2. a kind of method for distinguishing speek person based on BP neural network according to claim 1, is characterized in that: described MFCC speech parameter extraction method is carried out feature extraction to voice preprocessed signal, tries to achieve speaker's characteristic parameter; That is: MFCC speech parameter extracts and shows that method is as follows:

(1) through pretreated voice signal X (n, ω _k) amplitude by by the frequency response weighting of Mel scale bank of filters.It is evenly distributed that the centre frequency of Mel scale bank of filters is pressed Mel frequency, and point is the center of adjacent filter at the bottom of two of each triangular filter, and the centre frequency of these wave filters and bandwidth and sense of hearing critical edge band filter group are unanimous on the whole; In system, Mel scale number of filter value is 28;

(2) this step is calculated the energy value after the weighting of Mel scale filter frequency, represents the frequency response of first wave filter Vl (ω); The energy of l Mel scale wave filter output of the speech frame of moment n is Emel (n, l), computing formula wherein U1 and L1 represent each wave filter the highest and low-limit frequency between area of non-zero regions;

Wherein effect be according to the bandwidth of wave filter, wave filter to be normalized; Make for the input that has smooth frequency spectrum, each wave filter is by energy equal output;

C_{mel} [n, m] = \frac{L}{R} Σ_{l = 0}^{R - 1} \log {E_{mel} (n, l)} \cos (\frac{2 π}{R} lm) .

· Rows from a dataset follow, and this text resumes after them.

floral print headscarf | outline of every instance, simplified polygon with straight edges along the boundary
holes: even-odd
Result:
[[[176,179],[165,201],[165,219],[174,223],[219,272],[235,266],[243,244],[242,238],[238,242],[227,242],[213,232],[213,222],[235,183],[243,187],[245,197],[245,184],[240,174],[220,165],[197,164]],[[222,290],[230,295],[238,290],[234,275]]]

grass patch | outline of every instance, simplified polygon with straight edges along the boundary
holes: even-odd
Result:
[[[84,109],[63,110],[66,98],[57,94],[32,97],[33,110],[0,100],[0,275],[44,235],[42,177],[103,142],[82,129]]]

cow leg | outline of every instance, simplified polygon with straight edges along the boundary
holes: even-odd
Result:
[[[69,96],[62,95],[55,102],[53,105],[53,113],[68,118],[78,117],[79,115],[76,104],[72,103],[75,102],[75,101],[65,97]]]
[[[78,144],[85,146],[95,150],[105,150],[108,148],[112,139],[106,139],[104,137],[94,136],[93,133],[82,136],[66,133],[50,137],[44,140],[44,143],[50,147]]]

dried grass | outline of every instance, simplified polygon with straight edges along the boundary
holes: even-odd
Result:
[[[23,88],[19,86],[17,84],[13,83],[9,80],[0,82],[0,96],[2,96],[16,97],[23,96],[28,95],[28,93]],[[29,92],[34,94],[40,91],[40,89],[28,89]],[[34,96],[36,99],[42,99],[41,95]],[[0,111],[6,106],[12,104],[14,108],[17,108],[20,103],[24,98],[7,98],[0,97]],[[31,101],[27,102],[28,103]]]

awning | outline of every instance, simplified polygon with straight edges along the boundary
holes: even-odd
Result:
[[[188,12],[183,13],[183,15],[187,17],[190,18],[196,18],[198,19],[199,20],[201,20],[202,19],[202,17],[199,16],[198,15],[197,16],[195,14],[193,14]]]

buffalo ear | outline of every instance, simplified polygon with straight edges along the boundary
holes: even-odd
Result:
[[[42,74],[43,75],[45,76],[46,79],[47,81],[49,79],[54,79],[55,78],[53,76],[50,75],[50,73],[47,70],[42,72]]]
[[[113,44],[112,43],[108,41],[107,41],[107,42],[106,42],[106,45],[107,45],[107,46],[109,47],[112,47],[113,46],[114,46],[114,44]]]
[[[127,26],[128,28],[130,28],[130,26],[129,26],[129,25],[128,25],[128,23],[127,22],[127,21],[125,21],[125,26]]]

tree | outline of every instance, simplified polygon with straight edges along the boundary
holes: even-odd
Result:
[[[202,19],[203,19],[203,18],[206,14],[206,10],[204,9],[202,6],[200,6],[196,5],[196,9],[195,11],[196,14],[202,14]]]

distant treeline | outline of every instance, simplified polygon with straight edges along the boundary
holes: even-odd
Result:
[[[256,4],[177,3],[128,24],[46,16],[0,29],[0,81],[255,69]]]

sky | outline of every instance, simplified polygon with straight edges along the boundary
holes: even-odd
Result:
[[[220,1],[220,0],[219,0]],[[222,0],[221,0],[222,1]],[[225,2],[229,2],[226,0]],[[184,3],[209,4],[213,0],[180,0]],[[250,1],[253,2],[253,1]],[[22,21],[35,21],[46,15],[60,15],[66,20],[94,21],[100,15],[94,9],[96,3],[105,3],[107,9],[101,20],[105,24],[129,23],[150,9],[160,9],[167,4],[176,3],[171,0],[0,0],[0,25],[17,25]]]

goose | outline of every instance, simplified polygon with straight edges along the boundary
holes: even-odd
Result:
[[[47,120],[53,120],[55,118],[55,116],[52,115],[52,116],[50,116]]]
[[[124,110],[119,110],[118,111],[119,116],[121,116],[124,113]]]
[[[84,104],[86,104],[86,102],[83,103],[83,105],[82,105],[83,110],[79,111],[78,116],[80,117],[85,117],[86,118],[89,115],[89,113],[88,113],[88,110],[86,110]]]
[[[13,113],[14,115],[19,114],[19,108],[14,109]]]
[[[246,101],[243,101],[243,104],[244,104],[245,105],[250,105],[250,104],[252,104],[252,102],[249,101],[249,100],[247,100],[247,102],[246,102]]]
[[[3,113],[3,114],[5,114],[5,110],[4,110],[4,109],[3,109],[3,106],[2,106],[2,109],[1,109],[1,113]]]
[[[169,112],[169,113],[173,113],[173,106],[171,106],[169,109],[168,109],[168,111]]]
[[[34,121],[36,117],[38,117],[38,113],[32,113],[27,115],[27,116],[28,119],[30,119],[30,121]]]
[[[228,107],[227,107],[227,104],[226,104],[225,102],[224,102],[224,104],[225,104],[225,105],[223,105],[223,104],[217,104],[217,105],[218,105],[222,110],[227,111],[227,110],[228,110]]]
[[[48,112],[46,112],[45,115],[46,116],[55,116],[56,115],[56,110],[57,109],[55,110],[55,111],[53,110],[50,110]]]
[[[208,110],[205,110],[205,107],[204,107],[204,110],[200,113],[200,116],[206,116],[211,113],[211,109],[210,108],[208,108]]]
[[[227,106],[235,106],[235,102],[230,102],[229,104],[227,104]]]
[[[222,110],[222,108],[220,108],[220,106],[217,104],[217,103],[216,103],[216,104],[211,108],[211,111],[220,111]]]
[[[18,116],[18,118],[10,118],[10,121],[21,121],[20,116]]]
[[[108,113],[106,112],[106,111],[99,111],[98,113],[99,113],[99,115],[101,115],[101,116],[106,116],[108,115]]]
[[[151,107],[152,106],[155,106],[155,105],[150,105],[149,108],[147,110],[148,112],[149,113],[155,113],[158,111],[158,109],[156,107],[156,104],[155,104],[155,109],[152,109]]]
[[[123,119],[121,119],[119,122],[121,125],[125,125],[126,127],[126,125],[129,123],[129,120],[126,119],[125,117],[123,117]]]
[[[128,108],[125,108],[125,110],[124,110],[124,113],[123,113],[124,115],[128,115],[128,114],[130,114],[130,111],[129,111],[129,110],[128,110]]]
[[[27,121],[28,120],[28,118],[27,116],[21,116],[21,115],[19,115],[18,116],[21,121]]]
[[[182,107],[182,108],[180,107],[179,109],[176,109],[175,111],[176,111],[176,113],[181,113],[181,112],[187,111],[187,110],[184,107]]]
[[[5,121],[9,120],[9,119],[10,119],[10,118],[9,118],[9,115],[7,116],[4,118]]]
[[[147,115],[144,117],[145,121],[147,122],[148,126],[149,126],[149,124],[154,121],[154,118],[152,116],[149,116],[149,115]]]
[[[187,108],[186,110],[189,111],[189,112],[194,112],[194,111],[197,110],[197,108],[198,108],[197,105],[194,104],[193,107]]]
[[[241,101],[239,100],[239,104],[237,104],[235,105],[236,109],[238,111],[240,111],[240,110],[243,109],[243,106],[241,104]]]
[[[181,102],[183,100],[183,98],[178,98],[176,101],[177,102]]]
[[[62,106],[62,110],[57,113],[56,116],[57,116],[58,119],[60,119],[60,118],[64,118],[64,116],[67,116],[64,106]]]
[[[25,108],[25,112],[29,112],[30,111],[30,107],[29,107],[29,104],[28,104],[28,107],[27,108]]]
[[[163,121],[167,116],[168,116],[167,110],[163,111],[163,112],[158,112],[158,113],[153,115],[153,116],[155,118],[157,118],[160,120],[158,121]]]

3. a kind of method for distinguishing speek person based on BP neural network according to claim 2, is characterized in that: described PSO-BP neural network is carried out model training, and the model after training is set up and optimizes PSO-BP neural network model storehouse; That is: the foundation of PSO-BP neural network and the model bank of optimization are as follows:

Step 1: initialization

Initialization BP network structure, comprises input layer, hidden layer, the neuron number of output layer and the input and output of learning rate and training sample of setting network;

Initialization population, comprises individual extreme value and global optimum, iteration error precision, constant coefficient c1 and c2, maximum Inertia Weight max, minimum Inertia Weight min, maximal rate Vmax and the maximum iteration time etc. of the scale N of particle and the position vector of each particle and velocity vector, each particle;

Step 2: iteration is upgraded

(1) upgrade the speed of each particle, and judge whether the speed after upgrading is greater than maximal rate Vmax, if be greater than maximal rate vmax, the speed after upgrading is maximal rate v with regard to value, otherwise, remain unchanged;

(2) upgrade the position of each particle;

(3) calculate the fitness value of each particle;

(4) the minimum adaptive value fg=min{f1 of the overall situation of calculating population, f2 ..., fN}; If current iteration number of times reaches the training error of maximum iteration time or fg < network and reaches accuracy requirement, iteration stopping forwards step (3) to; Otherwise, individual extreme value Pi and the global extremum Pg position of calculating each particle, the step (1) that forwards iteration renewal to continues more speed and the position of new particle;

4. a kind of method for distinguishing speek person based on BP neural network according to claim 1, is characterized in that: the same method while adopting with the voice training stage of described speech recognition stage extracts phonetic feature from voice to be identified; In BP neural network, input above-mentioned characteristic parameter, then call respectively the network weight that in model bank, everyone has kept; And calculate Output rusults by pso-BP flow algorithm, the expectation identification identity in the result of output and database is compared one by one, using that identity of identification error minimum as last recognition result.